One of the essential steps to create a good performance measurement when using Score-P is to limit the intrusion of the measurement into the run time of the application. With another words, the user needs to limit the measurement overhead.
There are various methods to achieve it. One can limit the measurement on the region of interest and let the measurement system collect data only during the execution of this region. This can be done either by using selective recording or manual user instrumentation. Doing so reduces the overhead to the minimal amount for a given case and that is the way to go.
However, for that user needs to know this region and often that is not the case. Most of the time a performance measurement has to be done in order to find regions which have a negative impact on the run time. In this case one starts with “Instrument all” scenario and reduces step-by-step the overhead by incrementally creating a measurement filter.
There are two options, to use compiler filtering capabilities where applicable or to use the Score-P run time filter. A Score-P run time filter, once created, can be used directly for compile time filtering with the Score-P GCC plugin or with minimal adaptation with the filtering interface of the Intel compiler.
In the first case, one provides a filter file to the compiler while compilation and compiler excludes the selected regions from the instrumentation. In this way no measurement system code is executed at all and hence, the overhead for the filtered regions is equal to zero.
In the second case, one provides a filter file to the Score-P via environment variable. Score-P tests then for every region enter if it should be filtered or not. In case of filtering Score-P leaves the region immediately introducing the minimal overhead possible.
Creation of the filter file usually is done using "Summary experiment scoring". An alternative method is to:
-
Create a profile measurement;
-
Examine the obtained “profile.cubex” using “scorep-score” with or without filter file;
-
Create filter file using “EXCLUDE *”;
-
Add all region names manually;
-
Go to step 2 till reported overhead is acceptable and amount of the required memory for the Score-P is sufficient;
-
Perform new measurement using the created Filter File;
Unfortunately, these steps are applicable only for the Score-P’s filter file. For the Intel instrumentation filtering one would have to recompile and to rerun the application after every filter file modification in order to find the optimal filtering rules.

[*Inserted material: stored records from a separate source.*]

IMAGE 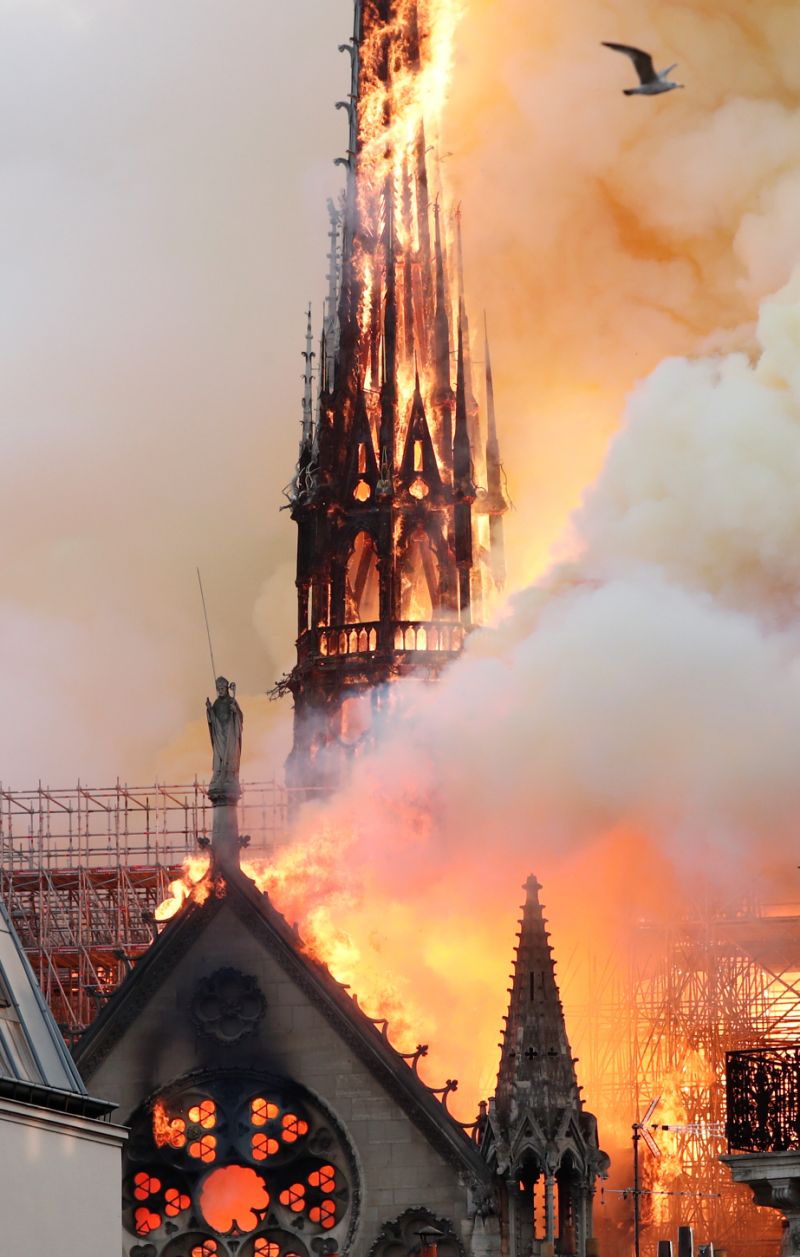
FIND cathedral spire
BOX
[283,0,508,790]
[496,876,580,1129]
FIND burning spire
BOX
[282,0,508,789]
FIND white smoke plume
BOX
[279,269,800,1128]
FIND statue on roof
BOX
[206,677,243,804]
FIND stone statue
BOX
[206,677,243,803]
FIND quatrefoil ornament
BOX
[190,968,266,1045]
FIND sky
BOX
[1,0,350,785]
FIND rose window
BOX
[123,1071,355,1257]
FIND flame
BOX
[155,830,425,1054]
[346,1,464,480]
[154,854,212,921]
[648,1050,716,1226]
[152,1099,186,1149]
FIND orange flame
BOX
[152,1099,186,1150]
[154,854,212,921]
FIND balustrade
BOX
[726,1046,800,1152]
[310,621,466,659]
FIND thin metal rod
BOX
[633,1124,641,1257]
[196,568,217,685]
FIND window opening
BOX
[345,533,379,623]
[0,965,40,1081]
[400,531,439,621]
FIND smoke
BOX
[446,0,800,581]
[239,4,800,1134]
[272,265,800,1186]
[6,4,800,1243]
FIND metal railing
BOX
[726,1045,800,1153]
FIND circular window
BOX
[124,1070,356,1256]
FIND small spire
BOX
[324,199,341,376]
[455,206,481,456]
[453,313,472,490]
[382,181,397,405]
[495,875,580,1131]
[301,305,315,450]
[483,313,507,589]
[432,199,452,402]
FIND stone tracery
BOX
[123,1071,355,1257]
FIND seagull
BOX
[602,42,684,95]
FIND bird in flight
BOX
[601,43,684,95]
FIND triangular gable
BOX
[75,867,490,1184]
[345,388,380,504]
[399,385,443,493]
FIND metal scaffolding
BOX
[566,900,800,1257]
[0,779,312,1038]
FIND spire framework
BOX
[283,0,509,790]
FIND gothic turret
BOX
[483,877,609,1257]
[495,876,581,1126]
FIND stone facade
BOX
[74,866,605,1257]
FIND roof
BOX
[0,896,114,1116]
[75,862,491,1184]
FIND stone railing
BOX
[305,620,466,660]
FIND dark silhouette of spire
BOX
[484,315,507,589]
[455,207,481,459]
[284,0,509,791]
[496,876,581,1132]
[432,200,452,409]
[453,316,474,622]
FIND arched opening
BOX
[340,694,372,746]
[400,529,439,621]
[556,1151,579,1255]
[345,532,379,623]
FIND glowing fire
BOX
[152,1099,187,1150]
[156,832,423,1055]
[154,854,213,921]
[347,0,471,475]
[649,1050,714,1226]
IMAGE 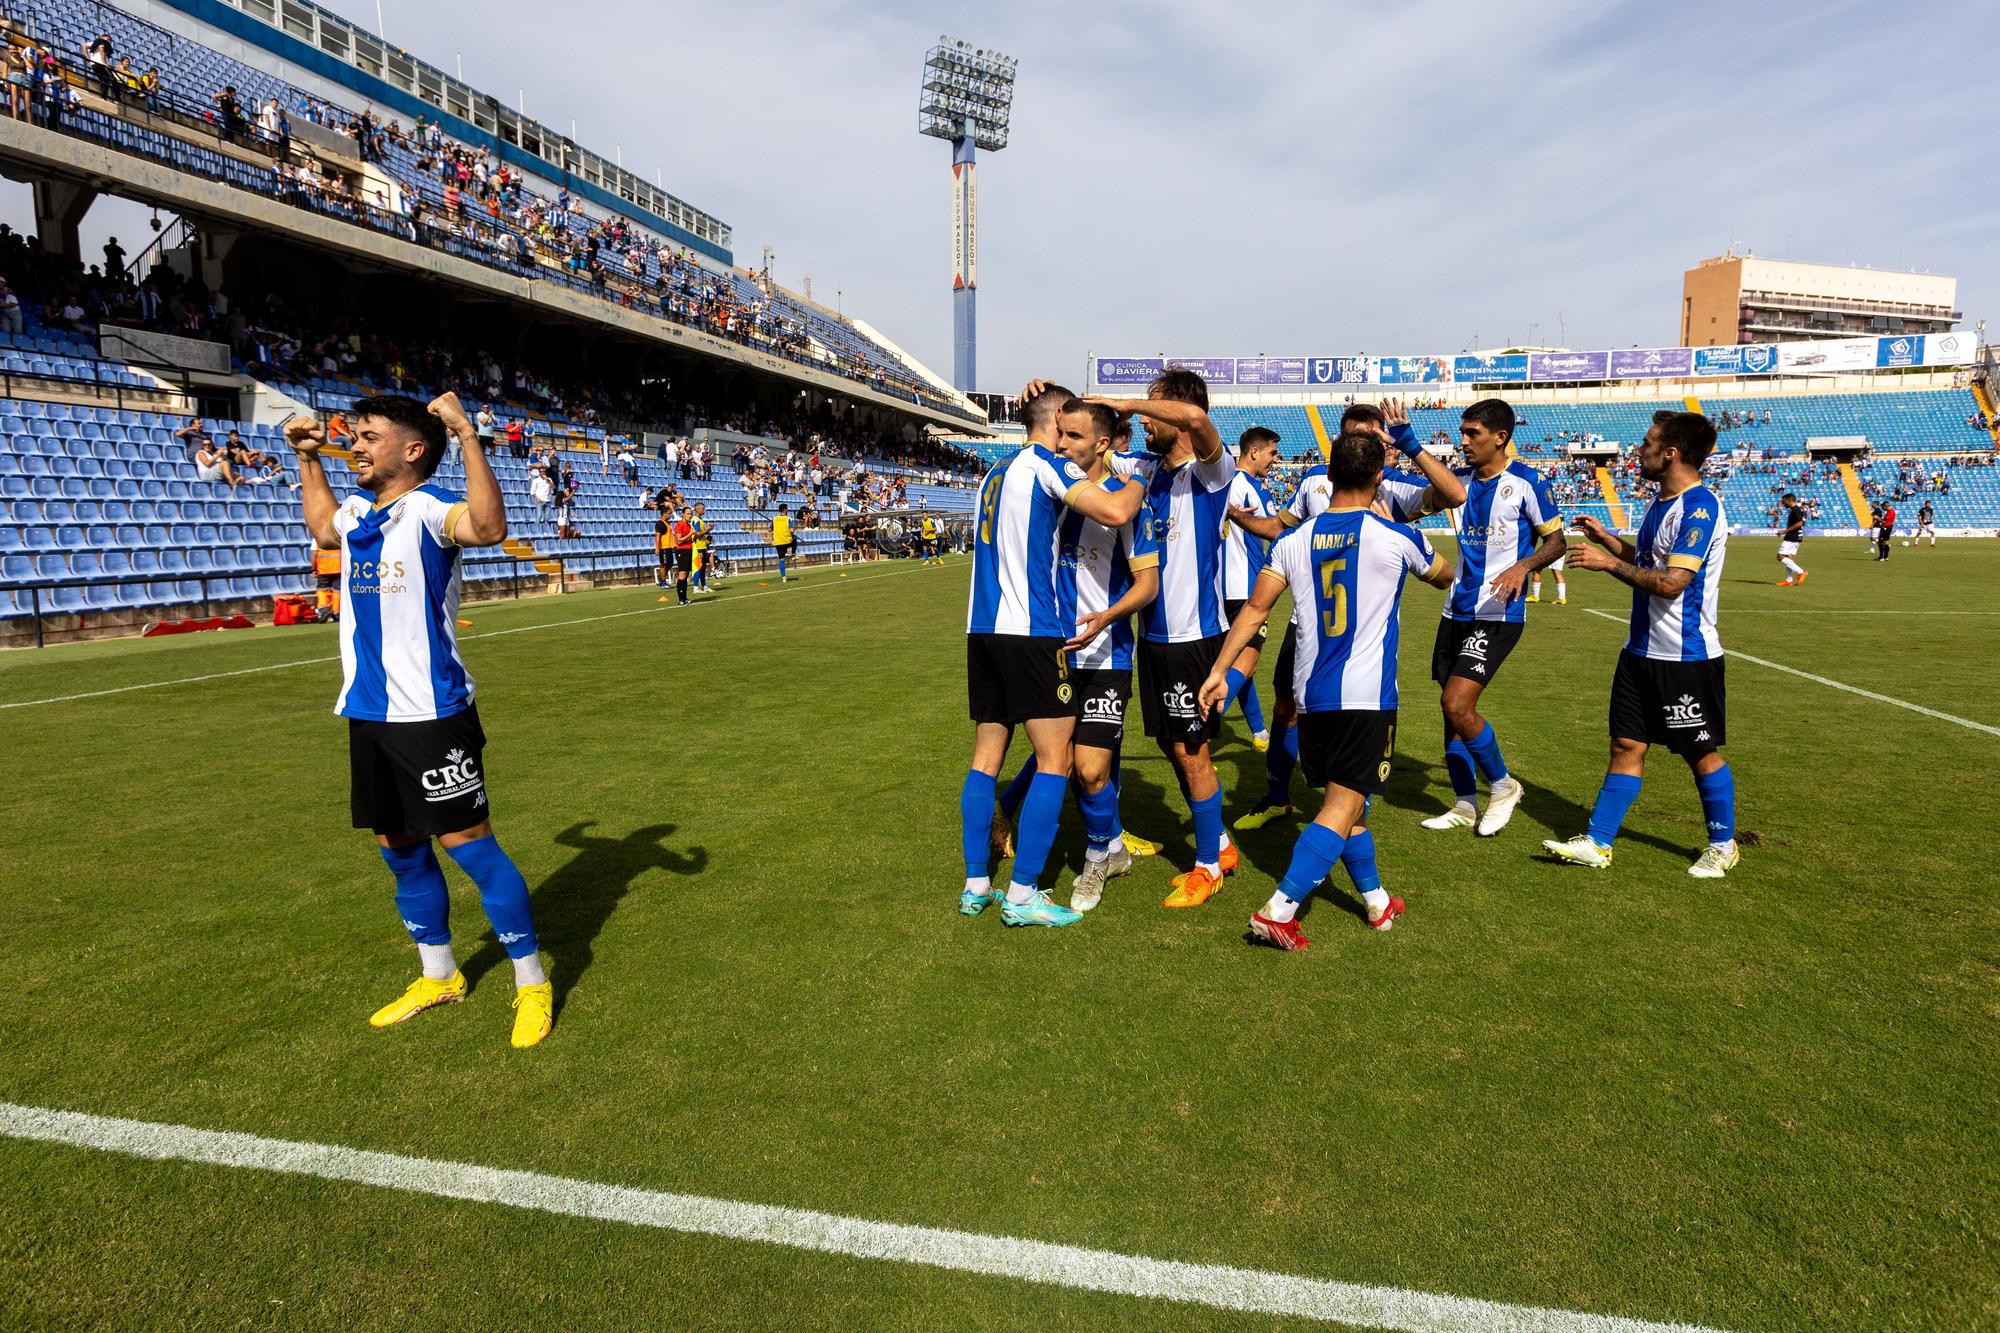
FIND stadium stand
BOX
[0,0,978,420]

Ideally one would have for both cases one method with steps like these:
-
Create an initial unfiltered measurement;
-
Examine result using CubeGUI;
-
Mark all regions to filter and see immediately how much memory one would need and how big would be the trace file and, perhaps, how big would be the overhead.
-
Save created rules in “Score-P” or “Intel” format
-
(Recompile and ) rerun measurement with the created filter file;
Precisely this method of filter creation is provided by ScorePion plugin.
The user opens the “profile.cubex” file, selects the “ScorePion” plugin (see Figure 1 below) in the plugins Tab “Others” and selects the “Flat view”. Best to sort the flat profile by the “Exclusive value”.
Figure 1: Creation of a measurement filter with "ScorePion" plugin.
By selecting a region with right mouse click one can choose, if this region or the region file should be included in or excluded from the measurement. A corresponding filtering rule is then created and added to the fields in the “ScorePion” window. These can also be modified manually.
In the toolbar one can set how many PAPI counters will be gathered in parallel during the measurement, as it has an impact on the memory requirements. Additionally one can add the “OTF2 trace size estimation” metrics into the analysis. The plugin then creates two derived metrics and adds them into the metric tree. One metric calculates the contribution of a call paths to the OTF2 trace (Total size of full trace). The other one (Total size of reduced trace) does same, but takes into account the filtering rules.
If these metrics are added, the plugin displays the corresponding values above the filtering rule for a better overview.
Is the user satisfied with the memory requirements, one can save the result and select either “Score-P Fiter File” or “Intel Filter File” as output format.
The plugin is also capable of reading a previously created Score-P Filter for further processing, in a case where one would like to extend an existing filter file.
One final note: the Score-P filter file is only for filtering out user functions. If the overhead comes from monitoring program paradigm functions (e.g MPI) or features (e.g. OpenMP synchronisation) other mechanisms have to be used. See the table "Score-P instrumenter option overview" in the Score-P user guide.